Extraits de la convention signée en janvier 2022, qui fixe les tarifs des applications numériques dans le GHM de Grenoble. (GERALDINE HALLOT / CELLULE ENQUETE DE RADIO FRANCE)
Il s’agit de divers outils qui permettent, par exemple, de soumettre des vacances, de communiquer en interne ou d’accéder aux services de Google (Google Workplace). « Un euro par jour et par personne pour un Google Drive, c’est cher », plaisante un médecin. L’an dernier, le Comité social et économique (CSE) de la clinique mutualiste a désigné un expert qui a estimé le coût de ces prestations à un tarif bien inférieur. « Plusieurs abonnements sont possibles de quatre à 15 euros par utilisateur et par mois, selon le niveau de sécurité et la capacité de stockage des données », indique le rapport 2021 dont nous disposons.
Interrogé sur ces conventions, Bernard Bensaid défend l’utilité et la réalité des prestations facturées à la clinique. « Notamment grâce à l’utilisation de moyens informatiques mutualisés, notre groupe parvient à faire redémarrer des établissements en grande difficulté, comme la Clinique de Grenoble en 2020 », écrit-il.

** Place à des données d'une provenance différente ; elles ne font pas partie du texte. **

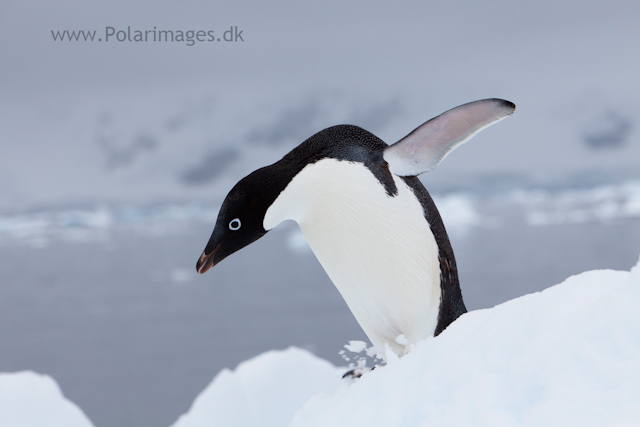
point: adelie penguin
(367, 218)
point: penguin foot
(357, 372)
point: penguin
(367, 218)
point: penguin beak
(206, 260)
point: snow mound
(34, 400)
(264, 391)
(569, 355)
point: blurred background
(115, 157)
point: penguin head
(240, 220)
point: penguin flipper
(424, 148)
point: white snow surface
(28, 399)
(264, 391)
(569, 355)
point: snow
(263, 391)
(34, 400)
(569, 355)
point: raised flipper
(424, 148)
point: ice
(33, 400)
(264, 391)
(569, 355)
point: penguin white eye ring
(368, 218)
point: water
(132, 334)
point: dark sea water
(132, 334)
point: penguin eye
(234, 225)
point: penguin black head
(240, 220)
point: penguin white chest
(378, 250)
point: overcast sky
(130, 120)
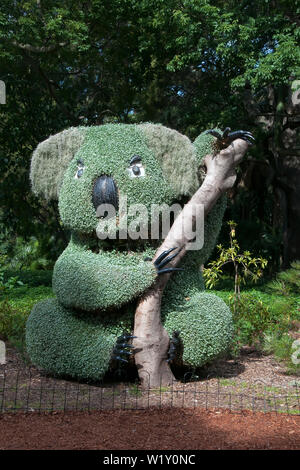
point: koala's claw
(227, 137)
(122, 348)
(174, 343)
(164, 259)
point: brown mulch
(166, 429)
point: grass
(264, 319)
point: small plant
(245, 265)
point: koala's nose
(105, 191)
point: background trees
(187, 64)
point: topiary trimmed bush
(97, 282)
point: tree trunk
(152, 341)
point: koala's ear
(177, 156)
(51, 159)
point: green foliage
(288, 281)
(245, 265)
(12, 322)
(7, 282)
(29, 277)
(90, 281)
(281, 345)
(205, 325)
(50, 160)
(252, 317)
(28, 255)
(92, 275)
(72, 344)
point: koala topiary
(97, 282)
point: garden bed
(172, 429)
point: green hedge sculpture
(97, 282)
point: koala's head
(85, 167)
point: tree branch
(39, 49)
(152, 340)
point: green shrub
(28, 255)
(12, 322)
(206, 328)
(29, 277)
(66, 343)
(14, 311)
(281, 345)
(288, 281)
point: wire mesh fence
(28, 390)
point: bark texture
(152, 340)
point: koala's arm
(100, 281)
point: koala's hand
(164, 259)
(227, 137)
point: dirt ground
(208, 412)
(166, 429)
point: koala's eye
(136, 168)
(80, 169)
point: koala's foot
(174, 346)
(227, 137)
(164, 259)
(122, 350)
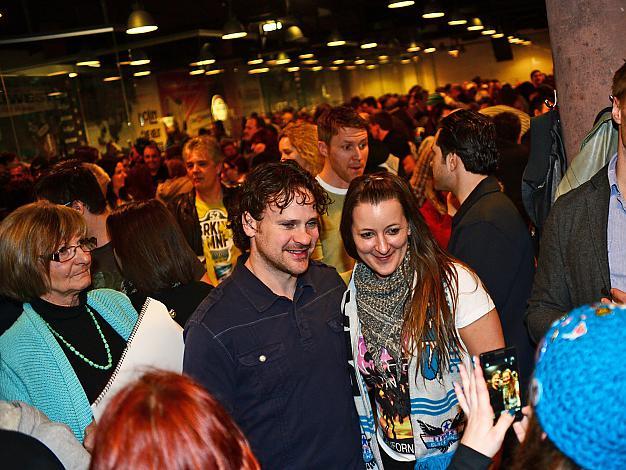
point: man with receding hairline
(342, 135)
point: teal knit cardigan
(35, 370)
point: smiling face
(68, 279)
(346, 156)
(289, 152)
(381, 235)
(152, 158)
(282, 241)
(202, 170)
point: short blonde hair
(27, 237)
(303, 136)
(204, 143)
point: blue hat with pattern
(579, 384)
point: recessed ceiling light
(258, 70)
(88, 63)
(400, 3)
(202, 63)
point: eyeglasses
(67, 253)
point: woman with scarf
(414, 314)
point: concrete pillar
(588, 45)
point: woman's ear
(249, 224)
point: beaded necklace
(78, 353)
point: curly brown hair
(273, 183)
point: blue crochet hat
(579, 384)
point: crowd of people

Quoi qu’il en soit, au niveau politique, cette affaire fait grand bruit. Christophe Ferrari, le président de Grenoble-Alpes Métropole (communauté d’agglomération grenobloise), dit craindre que « Bernard Bensaid ne vienne à la clinique trouver de quoi financer son groupe tentaculaire, j’allais dire son Imperium ». L’an dernier, le président de l’agglomération s’était joint à un recours syndical annuler la vente de la clinique à Bernard Bensais (voir note de bas de page). Christophe Ferrari est désormais en contact avec d’autres responsables de collectivités locales en conflit avec le responsable du groupe Avec en Savoie et à Metz par dessus tout.
*Les syndicats FO, UNSA et CGT, ainsi que des associations d’habitants, la Ville de Grenoble et Grenoble-Alpes Métropole avaient saisi le juge des référés pour faire annuler la vente de la clinique. Ils ont été libérés en première instance (10 novembre 2021) et en appel (7 juin 2022). Le juge a renvoyé l’affaire au fond. L’audience aura lieu dans quelques mois.